Pastor Elvis outside the orphanage he helped build in the strife-torn state of Manipur, where he is now building a peace process among warring groups. Photo: George A K Neihsial
Pastor Elvis outside the orphanage he helped build in the strife-torn state of Manipur, where he is now building a peace process among warring groups. Photo: George A K Neihsial

It was on February 3, 2003, when Elvis, a member of an underground insurgent group, the Kuki National Front (Military Council), while out on a patrol overheard a sermon streaming out of M Songel Evangelical Church in Churachandpur district of Manipur, a state in the North Eastern Region of India. An American missionary worker was preaching the gospel of Saul, an orthodox Jew who later became Paul the Apostle.

The sermon jolted Elvis, a young man of Jewish faith who had spent five years in the underground Kuki militia, from the path of conflict to one of peace. As a young Thadou (a dominant tribe in the district), Elvis had joined the underground outfit in the aftermath of the 1997-98 inter-tribal conflict between Thadou and Paite ethnic groups in the region.

“Saul was similar to me. I used to be Jewish. I had guns, tortured people and told them that Jesus was not a God but another Jew like me. In many ways, he and I thought alike,” Elvis said during an interview at his residence in Lajangphai village in Churachandpur district.

But after that day in February 2003, he gave up guns and picked up the gospel to follow his newfound faith and become Pastor Elvis. Now in his 40s, he runs a halfway home for orphans and deserted children when he isn’t preaching to addicts and sex workers or on an evangelical tour.

But it wasn’t his journey from being a gun-toting militant to a reformed preacher that propelled him to fame in his emerging commercial town, stunted by insurgency and rampant drug abuse for  more than three decades. Ask any local who grew up in the 1990s to sing “Duty Post” and they wouldn’t struggle to remember the song released shortly after the clash.

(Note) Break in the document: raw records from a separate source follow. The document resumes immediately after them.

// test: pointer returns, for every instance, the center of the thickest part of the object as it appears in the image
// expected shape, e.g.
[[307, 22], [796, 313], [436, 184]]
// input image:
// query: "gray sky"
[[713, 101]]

Composed by Elvis, the song reminisces about the ethnic clash when youth like him had to guard their village, K Phaicham, after his old one, Phailien, was razed. “I was always on duty post day and night. People would bring packed lunches for us,” he recalled.

Fight between brothers

Churachandpur is home predominantly to the Chin Mizo Kuki tribes, for whom the ethnic clash between the Thadous and Paities remains a bitter memory to this day. Around the late 1980s, differences between the two clans started to erupt as the Paites began asserting their identity away from the other Kuki tribes – who speak different dialects.

Tensions came to a head after the Paites refused to pay tax to the Kuki National Front, which was fighting for Kukiland, and was formed in the 1980s to counter the threat posed by the organized militancy for a separate state of Nagalim by the dominant Naga tribe. The Nagas had the NSCN-IM, the biggest insurgent outfit in the region. The Naga-Kuki insurgent groups had been embroiled in deadly clashes from 1992 until 1997, when the NSCN-IM entered a ceasefire agreement with the government of India. They have just signed a peace accord with the central government, but details are yet to be made public.

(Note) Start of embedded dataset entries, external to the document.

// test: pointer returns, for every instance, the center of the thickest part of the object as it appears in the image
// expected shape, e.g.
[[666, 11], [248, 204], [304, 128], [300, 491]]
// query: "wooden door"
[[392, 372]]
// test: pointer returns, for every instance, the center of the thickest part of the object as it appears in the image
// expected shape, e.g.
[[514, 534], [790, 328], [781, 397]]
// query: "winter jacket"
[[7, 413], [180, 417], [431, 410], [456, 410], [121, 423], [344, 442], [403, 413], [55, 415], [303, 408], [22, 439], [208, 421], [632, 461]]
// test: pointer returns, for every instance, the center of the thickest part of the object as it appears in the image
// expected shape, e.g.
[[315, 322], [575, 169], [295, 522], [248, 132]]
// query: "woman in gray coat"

The Kukis accused a Paite group of being trained and backed by the NSCN-IM. After 11 people were killed in the Paite village of Saikul on June 24, 1997, a series of retaliatory attacks by the respective armed groups on villages and churches followed, leading to a full-blown civil conflict. While exact figures are not available, the clashes resulted in the loss of hundreds, including civilians, underground cadres and members of the Indian Army, with more than 100 villages reduced to ashes.

After several rounds of negotiations and ceasefire agreements, the apex bodies representing both sides signed a peace accord on October 1, 1998.

A change of duty

Although Elvis was born to an evangelical minister, his sister, who married into the Jewish flock after his father’s demise in 1995, inducted him into Judaism.

After receiving the call back to Christianity, he enrolled in a Master of Divinity program in the Evangelical College of Theology in Rengkai, Churachandpur. But of course, the transition from a tax-collecting ultra-rebel to a pastor wasn’t seamless.

“In the beginning, no one trusted me. They did not want me to preach.” When asked why he chose to start afresh in the same town, instead of fleeing far away as most deserters do, he said: “I wanted to be in my land and among my own people”.

Luckily, his love ballads were popular with Kukis in Myanmar, Nagaland and Assam, who were more receptive to his missionary work. “Outside Manipur, no one knew I [had been] with an insurgent group. When I became popular outside Manipur, that is when people here started accepting me,” the pastor said.

Pastor Elvis’ testimonies and sermons are among the most sought after in the Kuki Christian and evangelical world, crossing into countries  such as Malaysia and the United States, where a growing diaspora of the Chin-Mizo-Kuki tribes now live. His title hit, “Duty Post”, recently underwent a gospel revival.

You could say the man himself is the song.